Freed: And I’ll share a story with you that has a lot of impact when it comes to CGM. I was doing a presentation and I was out in the hall and one of the people there that were displaying products was a salesman who was selling insulin syringes. And we were talking about diabetes and he says, “Oh, I have diabetes,” and I said, “Gee, what was your blood sugar this morning?” And he said, “Well, I didn’t do it.” I said, “What was it yesterday?” and he said, “I didn’t do it yesterday.” I said, “When did you do it?” he says, “I do it once a day, every Thursday.” I said, “Why are you even checking your blood sugar?” One reading in 20 million seconds is meaningless, really it saves some money by not doing it. So, now you have a product basically– you have a type 2 patient, who doesn’t monitor as often as they should and that’s probably really most patients. And on top of that the doctors only tell to monitor their fasting blood sugars. They’ll eat whatever you want, just manage your fasting blood sugars with your basal insulin. And now, all of a sudden this drastic huge change. Now, they have a reading every few minutes if they want and they can see how their blood sugars are varied for their exercise, their emotional situations, their working situations. There’s so much more information that’s available to them now. How do patients react to that?

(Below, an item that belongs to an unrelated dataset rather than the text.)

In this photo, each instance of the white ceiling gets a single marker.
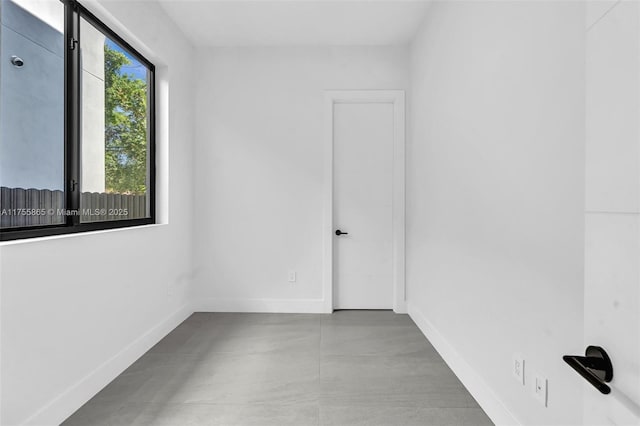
(297, 22)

Dunn: It’s a good point that it reveals a lot more of the dynamics and complexity of the underlying glucose levels than typically people had seen either because they really weren’t testing very frequently or they tended to focus on the laboratory measurements that again aren’t going to reflect to the day-to-day or even hour-to-hour variability. We do try to encourage and educate patients around what their expectations should be and that they are going to see a lot more dynamics and ups and downs, then they might have been used to seeing with the finger-stick glucose. And then we’ve spent a lot of time focusing on how we present that data primarily for the clinician, but also for the patient in terms of summarizing it over the sensor, let’s say a week or two weeks of use of the device. And summarizing it in ways that we’ve gotten good feedback on, making sure people highlight the overall patterns, things they want to address in terms of highs and lows. And then, also specific instances particularly of low glucose and how to make sure those are attended to well. But it is an educational process for a lot of people to really be prepared for how much things can change depending on the different dynamics.